Director: Doug Pray
Released on: Palm Pictures
Year of Theatrical Release : 2001
Year of VHS/DVD Releases: 2002
Much respect to director Doug Pray and producer Brad Blondheim for the extensive work put into this documentary. Everything that Pray learned filming his Seattle rock scene documentary Hype! and editing American Pimp for the Hughes Brothers (who in turn executive produced Scratch) comes to full fruition for this epic. Making an accurate film about hip-hop DJs is a pretty daunting task, especially if you happen to be outside of the scene. But Pray tackles the subject wholeheartedly, treating it with respect and reverence, which is evident from the gorgeous performance shots and insightful interview footage.
Scratch tells several tales of the hip-hop DJ, many of them subplots to the main theme. We first encounter Grand Wizard Theodore speaking on how he invented the scratch. We learn of the influence of Grand Mixer DXT appearing with Herbie Hancock on the 1984 Grammy Awards, adding turntable techniques to “Rockit.” We learn about how the DJs originally gave access to the MCs to rock the mic and how, in the early 1980s, hip-hoppers and punk rockers could be found partying alongside each other. It isn’t before long that events fast forward and we find ourselves in the Bay Area, surrounded by Piklz of all different names: Mix Master Mike, Yoga Frog, and Q-Bert. The Invisible Skratch Piklz remain at the center of this film (particularly Q-Bert) along with DXT, representing the next wave and the original innovators, respectively.

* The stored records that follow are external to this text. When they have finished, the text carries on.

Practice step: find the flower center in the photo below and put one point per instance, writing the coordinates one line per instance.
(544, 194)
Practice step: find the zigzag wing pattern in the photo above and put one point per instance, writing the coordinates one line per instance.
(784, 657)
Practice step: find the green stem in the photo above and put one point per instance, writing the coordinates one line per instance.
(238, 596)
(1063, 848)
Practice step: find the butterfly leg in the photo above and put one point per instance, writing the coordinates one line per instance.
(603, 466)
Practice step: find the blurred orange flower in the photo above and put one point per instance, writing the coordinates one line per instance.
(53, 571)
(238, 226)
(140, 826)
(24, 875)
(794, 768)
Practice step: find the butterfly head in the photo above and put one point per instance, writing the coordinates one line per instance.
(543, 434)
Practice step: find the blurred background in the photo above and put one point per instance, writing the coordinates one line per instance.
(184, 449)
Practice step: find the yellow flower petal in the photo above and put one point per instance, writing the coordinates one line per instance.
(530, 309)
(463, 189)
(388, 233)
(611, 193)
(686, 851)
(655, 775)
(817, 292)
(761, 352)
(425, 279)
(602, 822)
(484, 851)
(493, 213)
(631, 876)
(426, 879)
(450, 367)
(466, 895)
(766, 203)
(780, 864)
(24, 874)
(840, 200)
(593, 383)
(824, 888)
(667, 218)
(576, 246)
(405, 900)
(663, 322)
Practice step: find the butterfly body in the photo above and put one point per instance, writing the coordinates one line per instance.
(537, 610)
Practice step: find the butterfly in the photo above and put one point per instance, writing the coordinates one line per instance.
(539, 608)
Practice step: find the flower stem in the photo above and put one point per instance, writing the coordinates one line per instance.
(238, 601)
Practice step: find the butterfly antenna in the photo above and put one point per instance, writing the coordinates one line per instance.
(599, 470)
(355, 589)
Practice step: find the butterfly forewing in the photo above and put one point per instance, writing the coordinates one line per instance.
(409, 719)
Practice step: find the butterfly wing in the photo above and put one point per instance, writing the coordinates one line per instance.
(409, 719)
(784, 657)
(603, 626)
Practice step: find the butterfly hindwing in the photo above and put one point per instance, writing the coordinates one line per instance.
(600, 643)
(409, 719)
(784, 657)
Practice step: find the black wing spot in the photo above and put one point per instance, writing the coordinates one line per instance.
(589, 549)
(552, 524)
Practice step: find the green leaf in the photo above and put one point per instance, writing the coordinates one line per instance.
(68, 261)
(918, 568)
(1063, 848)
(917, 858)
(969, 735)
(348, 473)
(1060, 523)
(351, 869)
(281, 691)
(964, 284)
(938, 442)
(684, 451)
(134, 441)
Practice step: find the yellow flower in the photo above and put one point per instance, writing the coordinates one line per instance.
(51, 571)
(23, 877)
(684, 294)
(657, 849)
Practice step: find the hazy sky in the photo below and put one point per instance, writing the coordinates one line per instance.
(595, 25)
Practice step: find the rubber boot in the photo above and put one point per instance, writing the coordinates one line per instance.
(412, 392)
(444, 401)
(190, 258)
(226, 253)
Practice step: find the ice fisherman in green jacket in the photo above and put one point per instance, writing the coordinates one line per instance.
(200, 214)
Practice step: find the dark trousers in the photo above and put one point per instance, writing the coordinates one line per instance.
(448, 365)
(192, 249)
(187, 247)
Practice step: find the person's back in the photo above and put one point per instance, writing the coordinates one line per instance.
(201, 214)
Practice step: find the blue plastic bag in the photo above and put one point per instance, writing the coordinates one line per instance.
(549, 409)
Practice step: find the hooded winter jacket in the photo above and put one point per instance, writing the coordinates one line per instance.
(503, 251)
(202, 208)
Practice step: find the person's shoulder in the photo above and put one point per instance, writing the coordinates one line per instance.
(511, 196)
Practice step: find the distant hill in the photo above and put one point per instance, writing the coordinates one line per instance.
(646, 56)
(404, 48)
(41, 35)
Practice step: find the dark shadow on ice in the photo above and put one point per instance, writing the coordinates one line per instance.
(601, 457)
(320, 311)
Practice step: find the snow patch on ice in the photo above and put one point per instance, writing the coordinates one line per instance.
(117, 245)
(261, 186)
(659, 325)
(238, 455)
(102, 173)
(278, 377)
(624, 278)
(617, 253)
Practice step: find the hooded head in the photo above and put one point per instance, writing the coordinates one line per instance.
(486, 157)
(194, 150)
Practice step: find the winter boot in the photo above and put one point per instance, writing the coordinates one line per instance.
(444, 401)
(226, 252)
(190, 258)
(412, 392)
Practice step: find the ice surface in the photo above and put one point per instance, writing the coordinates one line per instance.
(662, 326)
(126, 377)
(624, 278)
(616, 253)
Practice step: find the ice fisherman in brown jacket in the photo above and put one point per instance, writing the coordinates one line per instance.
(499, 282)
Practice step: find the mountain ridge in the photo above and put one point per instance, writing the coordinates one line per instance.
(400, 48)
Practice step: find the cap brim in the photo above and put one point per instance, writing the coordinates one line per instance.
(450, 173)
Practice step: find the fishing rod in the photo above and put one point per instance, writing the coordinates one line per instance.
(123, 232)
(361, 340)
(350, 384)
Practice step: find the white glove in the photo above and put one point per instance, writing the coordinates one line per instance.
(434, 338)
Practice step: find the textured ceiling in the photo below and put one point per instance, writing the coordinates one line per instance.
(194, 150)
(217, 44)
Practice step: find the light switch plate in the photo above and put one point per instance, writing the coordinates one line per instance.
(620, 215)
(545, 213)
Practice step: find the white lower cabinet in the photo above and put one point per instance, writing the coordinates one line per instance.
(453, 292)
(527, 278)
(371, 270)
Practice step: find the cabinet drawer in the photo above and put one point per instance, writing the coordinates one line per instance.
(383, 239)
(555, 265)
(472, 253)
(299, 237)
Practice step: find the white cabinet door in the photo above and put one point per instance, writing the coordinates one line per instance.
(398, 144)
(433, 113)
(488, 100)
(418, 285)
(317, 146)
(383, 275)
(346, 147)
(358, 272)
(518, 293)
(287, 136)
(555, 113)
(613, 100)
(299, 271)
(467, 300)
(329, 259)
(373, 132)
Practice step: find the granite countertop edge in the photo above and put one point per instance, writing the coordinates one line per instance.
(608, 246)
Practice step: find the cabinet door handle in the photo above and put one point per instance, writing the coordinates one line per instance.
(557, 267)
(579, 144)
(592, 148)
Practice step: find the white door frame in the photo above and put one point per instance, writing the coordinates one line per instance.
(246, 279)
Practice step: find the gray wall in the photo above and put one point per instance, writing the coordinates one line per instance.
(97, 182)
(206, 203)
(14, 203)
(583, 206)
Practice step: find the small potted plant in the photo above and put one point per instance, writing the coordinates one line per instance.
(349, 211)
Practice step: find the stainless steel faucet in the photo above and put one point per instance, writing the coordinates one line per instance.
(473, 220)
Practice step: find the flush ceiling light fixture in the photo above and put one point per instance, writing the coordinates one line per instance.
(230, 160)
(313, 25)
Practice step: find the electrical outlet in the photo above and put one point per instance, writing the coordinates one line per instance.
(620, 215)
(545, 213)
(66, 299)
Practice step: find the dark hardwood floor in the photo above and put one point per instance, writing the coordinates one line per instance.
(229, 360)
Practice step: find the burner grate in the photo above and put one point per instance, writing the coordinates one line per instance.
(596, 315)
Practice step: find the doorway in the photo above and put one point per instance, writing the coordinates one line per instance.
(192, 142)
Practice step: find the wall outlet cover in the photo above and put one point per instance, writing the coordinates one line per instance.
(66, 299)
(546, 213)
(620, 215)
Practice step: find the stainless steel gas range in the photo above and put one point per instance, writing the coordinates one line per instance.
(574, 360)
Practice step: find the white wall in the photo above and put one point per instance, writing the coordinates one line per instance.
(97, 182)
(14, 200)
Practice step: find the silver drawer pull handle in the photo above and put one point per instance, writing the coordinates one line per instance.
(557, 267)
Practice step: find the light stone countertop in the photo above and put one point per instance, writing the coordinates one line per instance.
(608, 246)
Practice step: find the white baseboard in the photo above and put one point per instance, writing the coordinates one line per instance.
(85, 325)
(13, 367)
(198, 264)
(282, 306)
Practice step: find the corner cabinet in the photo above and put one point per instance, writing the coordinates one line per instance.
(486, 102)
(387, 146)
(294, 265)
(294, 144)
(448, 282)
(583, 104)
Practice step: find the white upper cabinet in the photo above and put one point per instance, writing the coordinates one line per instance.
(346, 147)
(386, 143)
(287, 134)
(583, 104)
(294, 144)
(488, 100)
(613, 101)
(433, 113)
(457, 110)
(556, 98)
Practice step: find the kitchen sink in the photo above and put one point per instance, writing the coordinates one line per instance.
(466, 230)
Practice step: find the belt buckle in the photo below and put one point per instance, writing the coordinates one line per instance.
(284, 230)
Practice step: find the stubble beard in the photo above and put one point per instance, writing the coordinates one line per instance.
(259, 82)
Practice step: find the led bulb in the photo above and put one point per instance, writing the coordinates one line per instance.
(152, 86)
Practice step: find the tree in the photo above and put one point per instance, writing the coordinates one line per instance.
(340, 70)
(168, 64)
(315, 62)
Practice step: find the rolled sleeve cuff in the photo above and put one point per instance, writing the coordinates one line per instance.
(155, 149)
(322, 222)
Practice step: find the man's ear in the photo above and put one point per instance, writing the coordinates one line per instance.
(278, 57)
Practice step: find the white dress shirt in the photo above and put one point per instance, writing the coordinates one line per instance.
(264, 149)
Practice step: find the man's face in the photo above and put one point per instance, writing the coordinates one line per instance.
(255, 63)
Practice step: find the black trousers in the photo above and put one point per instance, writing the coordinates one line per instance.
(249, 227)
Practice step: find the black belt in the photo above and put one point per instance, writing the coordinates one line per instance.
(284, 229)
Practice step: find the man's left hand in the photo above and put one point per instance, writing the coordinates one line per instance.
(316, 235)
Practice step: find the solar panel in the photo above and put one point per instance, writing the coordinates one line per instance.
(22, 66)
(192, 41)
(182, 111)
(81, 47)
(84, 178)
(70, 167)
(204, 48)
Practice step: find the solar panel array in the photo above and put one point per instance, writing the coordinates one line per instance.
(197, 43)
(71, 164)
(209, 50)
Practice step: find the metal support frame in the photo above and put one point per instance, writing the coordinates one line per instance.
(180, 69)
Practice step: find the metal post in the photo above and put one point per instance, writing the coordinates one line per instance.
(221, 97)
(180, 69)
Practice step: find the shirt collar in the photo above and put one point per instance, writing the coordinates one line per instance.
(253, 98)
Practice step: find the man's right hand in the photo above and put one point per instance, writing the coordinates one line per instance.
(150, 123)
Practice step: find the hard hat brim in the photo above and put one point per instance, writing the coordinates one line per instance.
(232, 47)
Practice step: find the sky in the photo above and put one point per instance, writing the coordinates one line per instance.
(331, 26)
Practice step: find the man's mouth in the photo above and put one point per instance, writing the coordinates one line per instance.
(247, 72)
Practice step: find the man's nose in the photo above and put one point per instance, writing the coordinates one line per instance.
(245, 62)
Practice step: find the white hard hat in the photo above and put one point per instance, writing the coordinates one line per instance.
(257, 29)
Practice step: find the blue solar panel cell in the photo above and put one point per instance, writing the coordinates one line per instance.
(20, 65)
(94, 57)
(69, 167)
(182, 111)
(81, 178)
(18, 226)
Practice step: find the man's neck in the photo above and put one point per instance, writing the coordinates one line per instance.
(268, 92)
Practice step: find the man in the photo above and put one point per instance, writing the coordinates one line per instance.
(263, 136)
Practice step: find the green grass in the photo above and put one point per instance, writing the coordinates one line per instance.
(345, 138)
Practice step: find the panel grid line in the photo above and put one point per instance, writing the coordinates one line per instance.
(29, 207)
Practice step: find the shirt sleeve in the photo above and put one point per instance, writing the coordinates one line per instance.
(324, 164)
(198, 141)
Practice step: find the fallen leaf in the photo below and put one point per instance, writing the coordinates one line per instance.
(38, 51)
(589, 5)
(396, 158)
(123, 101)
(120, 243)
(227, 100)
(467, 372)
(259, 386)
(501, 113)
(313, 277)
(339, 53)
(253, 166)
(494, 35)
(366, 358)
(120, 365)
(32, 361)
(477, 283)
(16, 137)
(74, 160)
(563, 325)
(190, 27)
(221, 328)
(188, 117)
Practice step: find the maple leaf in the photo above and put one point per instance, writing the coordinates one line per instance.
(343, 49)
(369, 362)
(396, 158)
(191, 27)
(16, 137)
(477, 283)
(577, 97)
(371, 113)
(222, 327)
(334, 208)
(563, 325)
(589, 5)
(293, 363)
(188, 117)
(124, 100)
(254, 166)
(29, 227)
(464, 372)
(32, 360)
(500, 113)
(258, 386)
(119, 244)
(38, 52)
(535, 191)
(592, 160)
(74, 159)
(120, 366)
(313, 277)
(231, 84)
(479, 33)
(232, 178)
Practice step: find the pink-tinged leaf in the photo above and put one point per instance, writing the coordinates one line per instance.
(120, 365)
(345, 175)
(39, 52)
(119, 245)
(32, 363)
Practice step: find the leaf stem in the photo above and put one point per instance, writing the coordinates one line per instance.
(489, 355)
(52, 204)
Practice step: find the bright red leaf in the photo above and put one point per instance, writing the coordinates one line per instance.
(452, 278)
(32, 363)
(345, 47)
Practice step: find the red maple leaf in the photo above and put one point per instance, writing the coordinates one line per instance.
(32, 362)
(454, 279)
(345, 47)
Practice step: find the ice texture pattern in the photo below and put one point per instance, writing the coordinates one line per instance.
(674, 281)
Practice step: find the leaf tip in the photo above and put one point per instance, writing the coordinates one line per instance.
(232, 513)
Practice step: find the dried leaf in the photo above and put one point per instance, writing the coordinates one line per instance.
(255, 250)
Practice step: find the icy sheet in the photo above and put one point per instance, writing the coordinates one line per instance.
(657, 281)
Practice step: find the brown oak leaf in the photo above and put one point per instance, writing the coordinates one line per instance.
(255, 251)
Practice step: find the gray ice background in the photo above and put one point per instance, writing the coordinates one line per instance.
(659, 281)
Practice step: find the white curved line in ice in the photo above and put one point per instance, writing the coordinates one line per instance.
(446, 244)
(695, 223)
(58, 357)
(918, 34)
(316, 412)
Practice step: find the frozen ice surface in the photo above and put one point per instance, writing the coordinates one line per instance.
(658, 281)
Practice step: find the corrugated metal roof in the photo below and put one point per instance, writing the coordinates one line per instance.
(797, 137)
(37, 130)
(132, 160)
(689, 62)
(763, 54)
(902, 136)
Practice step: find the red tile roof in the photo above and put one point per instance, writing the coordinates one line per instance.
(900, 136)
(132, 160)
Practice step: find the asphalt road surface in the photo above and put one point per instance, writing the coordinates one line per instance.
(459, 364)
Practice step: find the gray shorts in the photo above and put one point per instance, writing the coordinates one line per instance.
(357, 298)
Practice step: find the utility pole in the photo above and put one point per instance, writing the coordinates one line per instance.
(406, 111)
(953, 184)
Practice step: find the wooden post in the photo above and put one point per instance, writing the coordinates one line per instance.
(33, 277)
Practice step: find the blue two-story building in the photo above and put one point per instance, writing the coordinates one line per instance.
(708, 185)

Like a DJ creating a diverse mix, Scratch bounces around between subjects and personalities, eager to tell as much of the story as possible, but bound to miss something in its excitement. Still, its dogged attempt to cram so much into 90 minutes is admirable. Throughout the documentary, we are reminded of the irreverent characters that DJs truly are. Examine Jazzy Jay speaking of the good ol’ days of runnin’ with Africa Bambaataa, Red Alert, and the Zulu Nation. Witness Cut Chemist talking about digging for beats and a friend of his who rips out pages in the “R” section of phone books in hotels...just to find out where the record stores are in town. The interview footage featuring the Bulletproof Space Travelers is absolutely hysterical; it’s obvious that they could care less about being in the film and are probably wondering why a documentary needs to be made in the first place. It’s within moments of differing opinions and opposite views that things get really interesting. Steve Dee, a early beat-juggling champion who went on to perform with numerous rap groups, questions those DJs that want to win turntablist championships, but don’t want to go any further than that. The NAMM Music Convention footage is chock full of opposition. Musicians well versed in theory bitch about DJs “coming in and scratching up the place.” Still others complain about the sound being unpleasant and not very musical. However, the footage of the turntable manipulations of Rob Swift, Shortee, and Mix Master Mike can prove otherwise.
The documentary does not come without its share of criticism. Some have debated the amount of time spent on Bay Area DJs. Many have asked why Philadelphia legends like Cash Money and Jazzy Jeff aren’t included in the final cut. (Thankfully, their interviews are part of the DVD bonus material.) And there are still others who insist that Doug Pray tried to tell too much of the story at once. They’ve got a point. Each section (elements, DJs with MCs, digging, etc.) could be its own documentary. What Ken Burns did for jazz could also be done for hip-hop – this documentary proves that. Nevertheless, Scratch is great for what it is, and the DVD edition makes it even better. Can you say over four hours worth of bonus material? Perhaps a bit gluttonous, but totally worth your time and money, particularly Z-Trip’s short on “How To Rock A Party.”